I started The Jacquard Center in 2000 as a response to traveling three weeks out of four, often to sites that did not lend themselves well to a 50 hour training session [Ed note: Before starting the center Knudson used to be a trainer for the JacqCAD MASTER® software]. The Jacquard Center is a training retreat for Jacquard studies. The 4,000 square feet building, set on the side of a mountain, with a wooded view, allows for full concentration on designing using a CAD system. We offer training to designers in the textile industry and we offer mill access classes to individuals who want to design their own custom Jacquard fabric and watch their fabric weave.
Can you run us through a typical day at the Center?
Most days I am running the mill. A day at The Jacquard Center is a day during a mill access class. Class starts at 8:00 a.m. and goes to 6:00 or 7:00 p.m., depending on student needs. We spend the first two days on computers, developing and preparing images for the demands of applying the technical information to the file.

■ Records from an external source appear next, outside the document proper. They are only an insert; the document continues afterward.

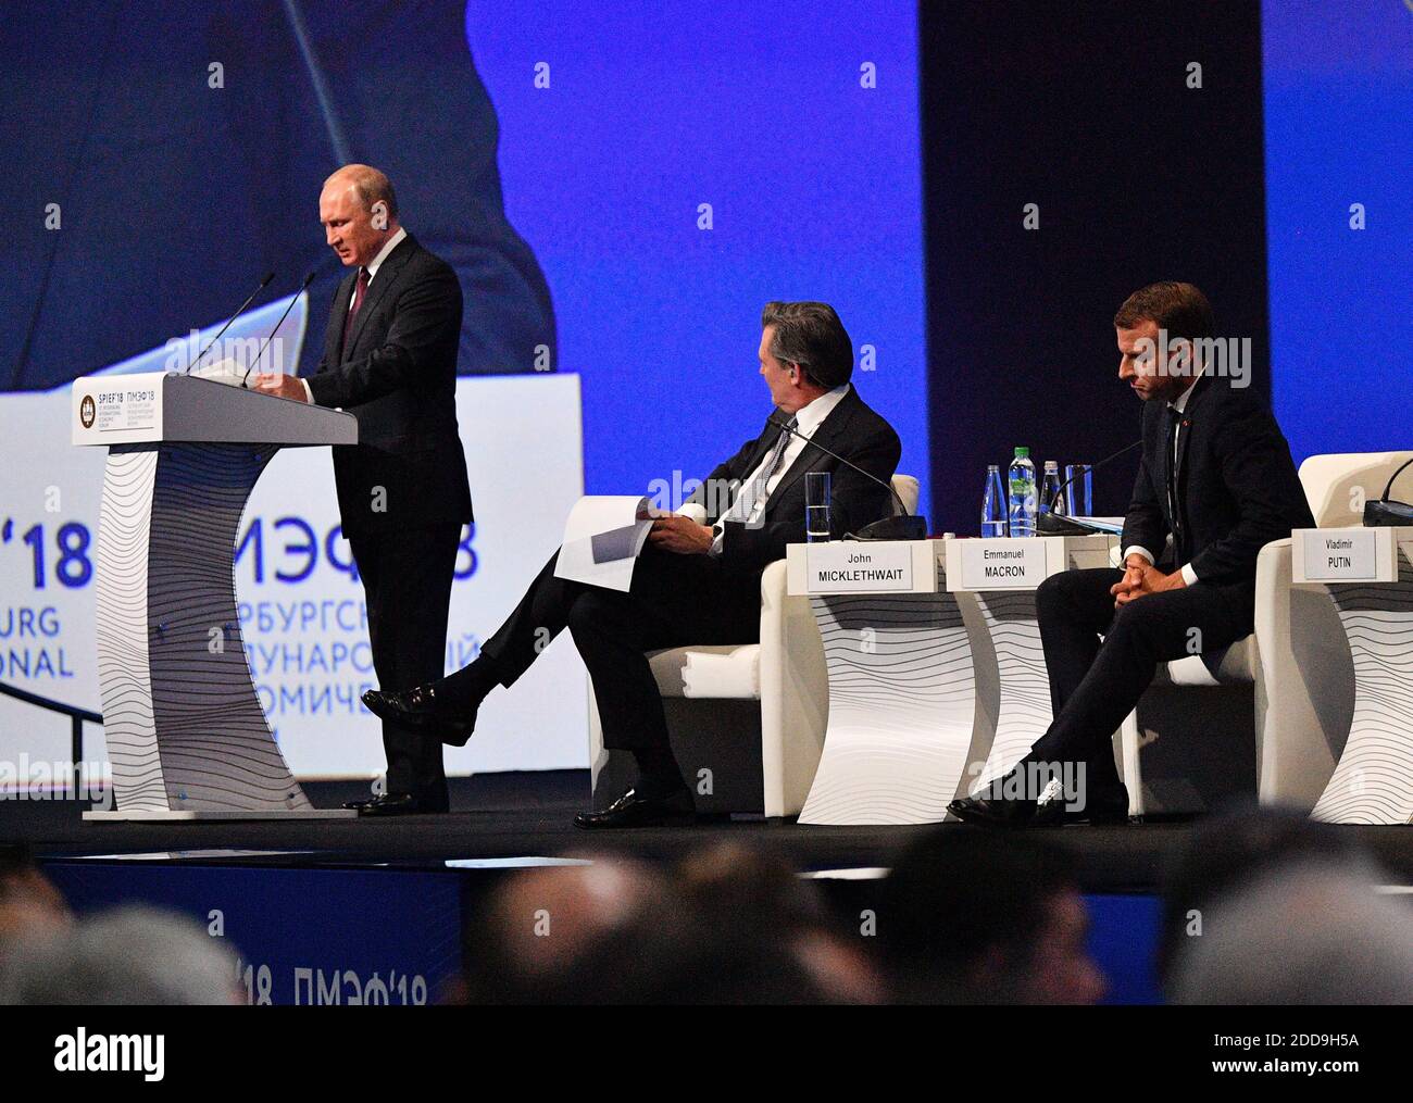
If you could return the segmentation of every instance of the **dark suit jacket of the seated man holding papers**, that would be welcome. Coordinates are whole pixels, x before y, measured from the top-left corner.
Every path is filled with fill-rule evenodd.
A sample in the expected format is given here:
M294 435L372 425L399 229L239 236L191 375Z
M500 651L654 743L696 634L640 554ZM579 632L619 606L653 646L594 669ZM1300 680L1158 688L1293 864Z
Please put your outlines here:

We spend the third day testing the designs at the mill, responding to the woven sample and making changes in the design to weave the next iteration. The fourth day of the class is spent weaving the modified or entirely new designs.
How is it related to The Oriole Mill? What sort of work does the mill produce?
The Jacquard Center and The Oriole Mill work closely together but they are separate entities. The Jacquard Center is owned by me, Bethanne Knudson while the Oriole Mill is owned by Stephan Michelson. I am the Design Director of The Oriole Mill and I run The Jacquard Center, including teaching responsibilities.
The mill weaves for others, as mentioned above, and it weaves its own line of home furnishing pieces: coverlets, shams, throws, bed scarves, window coverings. The Oriole Mill is an open mill, offering tours to the public and allowing student groups access through The Jacquard Center classes. Part of being an open mill involves collaborating with other artists and designers, for example, Despina Papadopoulos. In our first trials we wove using conductive yarn in the weft direction, customizing the weaving to work with components Despina had developed. It is the very beginning of our collaboration and the direction is open-ended. This is a case where the one thing that is clear is that we will continue to work together, developing fabrics that integrate conductive capabilities with Jacquard weaving.
The X-change piece acquired by the Cooper-Hewitt was woven at The Oriole Mill in 2007. The fabric was developed by Pauline Verbeek Cowart, using merino yarn that she developed for its ability to felt. The fabric requires hand finishing, a process which is time-consuming and difficult. Mistakes at the felting stage can ruin the fabric. The X-change fabric is a great example of how the machine and hand processes work together.
What are some of the challenges of running a mill?
The collapse of the American textile industry is the biggest challenge in running the mill. The exit of the industry makes getting equipment and parts more difficult, it has made getting yarn more difficult, getting small quantities of dyed yarn has become expensive and time-consuming. Problems that were quick and easy to solve in 2000 are no longer.
What are the goals for the future of your center and the mill?
Financial security is the primary goal. We will be launching a new website in the coming months, ultimately allowing individuals, as well as retailers, to purchase our goods directly from the website. The next challenge will be in driving traffic to the website.
Where do you see the American textile industry heading?
The only model that has a chance to survive and thrive long-term is in the niche areas. High end home furnishings, small runs, artisanal fabrics, as we are doing should survive. Medical, smart/technical and military fabrics will continue to have a presence in the United States but will not likely have the rate of expansion enjoyed in the past.